Identifikasi Radiometrik Sinyal Dengan Matched Whitening Transform Bagian 2
Apr 13, 2023
4. Hasil
Cistanchememiliki fungsi darimempromosikan produksi kolagen, yang dapat meningkatkan elastisitas dan kilau kulit danmembantu memperbaiki sel kulit yang rusak. Cistanche Phenylethanol Glikosidamemiliki efek down-regulasi yang signifikan padatirosinaseaktivitas, dan efek pada tirosinase terbukti menjadi penghambat kompetitif dan reversibel, yang dapat memberikan dasar ilmiah untuk mengembangkan dan memanfaatkan bahan pemutih di Cistanche. Oleh karena itu, cistanche memiliki peran kunci dalampemutih kulit. Bisamenghambat melaninproduksi untuk mengurangi perubahan warna dan kusam; dan meningkatkan produksi kolagen untuk meningkatkan elastisitas dan cahaya kulit. Karena efek cistanche ini sudah dikenal luas, banyak produk pemutih kulit yang mulai memasukkan bahan-bahan herbal seperti Cistanche untuk memenuhi permintaan konsumen, sehingga meningkatkan nilai komersial Cistanche di Indonesia.produk pemutih kulit. Singkatnya, peran cistanche dalam pemutihan kulit sangat penting. Diaantioksidanefek dan efek penghasil kolagen dapat mengurangi perubahan warna dan kusam, meningkatkan elastisitas dan kilau kulit, dan dengan demikian mencapai efek pemutihan. Selain itu, aplikasi Cistanche yang luas dalam produk pemutih kulit menunjukkan bahwa perannya dalam nilai komersial tidak dapat diremehkan.

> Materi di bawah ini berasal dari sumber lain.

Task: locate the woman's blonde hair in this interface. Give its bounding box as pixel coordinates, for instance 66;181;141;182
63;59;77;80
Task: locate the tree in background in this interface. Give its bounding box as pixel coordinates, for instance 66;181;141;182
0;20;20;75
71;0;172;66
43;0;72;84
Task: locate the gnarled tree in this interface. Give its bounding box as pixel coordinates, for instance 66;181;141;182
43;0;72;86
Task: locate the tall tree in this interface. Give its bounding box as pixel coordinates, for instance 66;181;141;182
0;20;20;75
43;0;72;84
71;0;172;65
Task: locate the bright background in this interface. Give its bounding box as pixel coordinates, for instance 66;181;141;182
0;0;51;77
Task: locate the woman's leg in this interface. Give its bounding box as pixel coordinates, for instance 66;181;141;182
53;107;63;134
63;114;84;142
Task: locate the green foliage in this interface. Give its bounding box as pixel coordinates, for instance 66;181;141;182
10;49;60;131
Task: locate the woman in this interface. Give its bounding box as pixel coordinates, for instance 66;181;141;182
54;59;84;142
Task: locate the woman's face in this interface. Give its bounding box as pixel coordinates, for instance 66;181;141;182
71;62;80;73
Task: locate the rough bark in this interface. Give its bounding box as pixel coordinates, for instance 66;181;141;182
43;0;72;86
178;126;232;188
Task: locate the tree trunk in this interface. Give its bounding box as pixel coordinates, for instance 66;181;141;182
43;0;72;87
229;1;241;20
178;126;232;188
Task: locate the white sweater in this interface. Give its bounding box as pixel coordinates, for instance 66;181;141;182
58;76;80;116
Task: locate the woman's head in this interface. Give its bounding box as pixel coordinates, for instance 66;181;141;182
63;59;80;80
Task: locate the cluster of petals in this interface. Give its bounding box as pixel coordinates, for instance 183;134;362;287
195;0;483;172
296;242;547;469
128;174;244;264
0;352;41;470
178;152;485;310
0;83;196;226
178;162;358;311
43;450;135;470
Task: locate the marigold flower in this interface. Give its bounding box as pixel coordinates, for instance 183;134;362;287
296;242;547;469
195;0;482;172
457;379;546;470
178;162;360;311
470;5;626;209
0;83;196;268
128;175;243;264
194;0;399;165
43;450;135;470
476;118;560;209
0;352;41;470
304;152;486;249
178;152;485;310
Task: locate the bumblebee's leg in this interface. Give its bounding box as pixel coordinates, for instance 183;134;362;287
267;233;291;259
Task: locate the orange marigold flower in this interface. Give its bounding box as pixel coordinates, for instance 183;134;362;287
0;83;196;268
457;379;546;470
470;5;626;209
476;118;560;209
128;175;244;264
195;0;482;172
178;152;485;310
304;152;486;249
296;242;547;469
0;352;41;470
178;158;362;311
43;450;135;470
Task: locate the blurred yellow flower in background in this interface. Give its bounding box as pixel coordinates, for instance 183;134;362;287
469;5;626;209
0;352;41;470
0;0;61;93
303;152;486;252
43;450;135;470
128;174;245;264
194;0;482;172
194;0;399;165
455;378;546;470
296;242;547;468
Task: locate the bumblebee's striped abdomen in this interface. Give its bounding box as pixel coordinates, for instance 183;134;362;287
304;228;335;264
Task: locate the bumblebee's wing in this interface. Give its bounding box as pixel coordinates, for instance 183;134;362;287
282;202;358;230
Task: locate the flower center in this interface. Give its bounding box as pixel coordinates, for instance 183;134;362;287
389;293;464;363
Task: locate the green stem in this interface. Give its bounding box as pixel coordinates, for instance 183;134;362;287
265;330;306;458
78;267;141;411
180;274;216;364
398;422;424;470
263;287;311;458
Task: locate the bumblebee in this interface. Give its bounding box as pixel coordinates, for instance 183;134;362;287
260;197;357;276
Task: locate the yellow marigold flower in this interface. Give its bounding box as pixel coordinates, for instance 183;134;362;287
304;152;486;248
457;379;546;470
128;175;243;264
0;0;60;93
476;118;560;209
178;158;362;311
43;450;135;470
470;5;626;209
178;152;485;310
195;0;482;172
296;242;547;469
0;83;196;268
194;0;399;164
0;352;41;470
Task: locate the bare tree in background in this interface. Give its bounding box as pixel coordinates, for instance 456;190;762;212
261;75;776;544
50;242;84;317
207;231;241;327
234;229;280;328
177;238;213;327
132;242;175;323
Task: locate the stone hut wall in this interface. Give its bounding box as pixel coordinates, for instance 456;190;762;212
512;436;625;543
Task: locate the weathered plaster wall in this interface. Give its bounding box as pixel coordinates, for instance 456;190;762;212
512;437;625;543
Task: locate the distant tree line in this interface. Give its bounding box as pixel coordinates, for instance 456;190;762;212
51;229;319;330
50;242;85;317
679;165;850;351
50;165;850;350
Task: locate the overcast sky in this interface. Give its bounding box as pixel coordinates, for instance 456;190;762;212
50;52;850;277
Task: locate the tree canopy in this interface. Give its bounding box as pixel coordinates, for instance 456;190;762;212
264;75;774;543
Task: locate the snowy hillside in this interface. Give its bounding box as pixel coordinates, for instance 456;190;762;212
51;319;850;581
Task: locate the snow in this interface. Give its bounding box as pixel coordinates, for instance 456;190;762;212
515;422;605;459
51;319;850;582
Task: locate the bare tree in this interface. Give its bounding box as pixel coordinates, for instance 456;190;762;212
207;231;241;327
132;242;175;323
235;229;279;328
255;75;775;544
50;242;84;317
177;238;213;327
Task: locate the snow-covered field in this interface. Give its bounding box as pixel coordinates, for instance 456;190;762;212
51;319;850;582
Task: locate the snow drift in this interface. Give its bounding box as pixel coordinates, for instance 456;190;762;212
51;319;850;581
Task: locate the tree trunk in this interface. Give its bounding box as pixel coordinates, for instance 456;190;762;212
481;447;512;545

Klik Suplemen Cistanche Tubulosa
Untuk info lebih lanjut:
david.deng@wecistanche.com WhatsApp:86 13632399501
Bagian ini mengimplementasikan identifikasi radiometrik yang diusulkan menggunakan data simulasi dan nyata. Pertama, data dikoreksi untuk frekuensi offset dan digunakan untuk membalik fase offset yang bervariasi waktu. Kedua, algoritma yang diusulkan yang diatur oleh aturan (6) diimplementasikan menghasilkan matriks kebingungan.

4.1. Fase Sinyal dan Koreksi Frekuensi Offset
Data disimulasikan untuk sinyal QPSK yang tunduk pada offset frekuensi osilator lokal. Tabel 1 menunjukkan parameter simulasi.

Gambar 5 menunjukkan proses dimana nilai fase sesaat dikumpulkan dan digunakan dalam langkah pemasangan model. Langkah ini juga dapat dijelaskan sebagai pengambilan sampel dari kurva fase. Fase simbol per blok dihistogram diikuti dengan pemasangan polinomial. Puncak polinomial adalah ˆθk untuk blok ke-k. Langkah ini diulangi pada banyak blok dan ditunjukkan pada Gambar 5a – f. Estimasi fase { ˆθk, k=1, 2, . . . , M} menentukan lintasan fase linier yang kemiringannya menentukan fd. Gambar 6 adalah kuadrat terkecil dari model fase ke data. Gambar 6a, dan b masing-masing sesuai dengan SNR=20 dB dan 10 dB. Gambar 6c mengilustrasikan bahwa lintasan fase nonlinier dapat dimodelkan dan dilacak juga. Estimasi f ˆ d=0.0505 Hz dan f ˆ d=0.0455 Hz masing-masing pada SNR=20 dB dan 10 dB. Frekuensi offset sebenarnya adalah 0,05 Hz.


Simbol berotasi sebesar 2π fdT radian sepanjang balok. Rotasi ini harus dijaga pada sebagian kecil kuadran tempat simbol-simbol itu berada. Misalnya, dalam QPSK, setiap kuadran adalah π/2 radian. Panjang blok yang tepat dipandu oleh modalitas histogram fase. Histogram fase unimodal dengan puncak yang berbeda menunjukkan bahwa variasi fase tetap mendekati nilai nominal, Gambar 7a. Untuk 2π fdT besar, baik karena fd besar atau panjang blok T, histogram menjadi multimodal tanpa puncak yang berbeda, Gambar 7b. Kerugian lain dari fdT besar adalah ambiguitas fase 2π di mana simbol bergerak di sekitar lingkaran beberapa periode.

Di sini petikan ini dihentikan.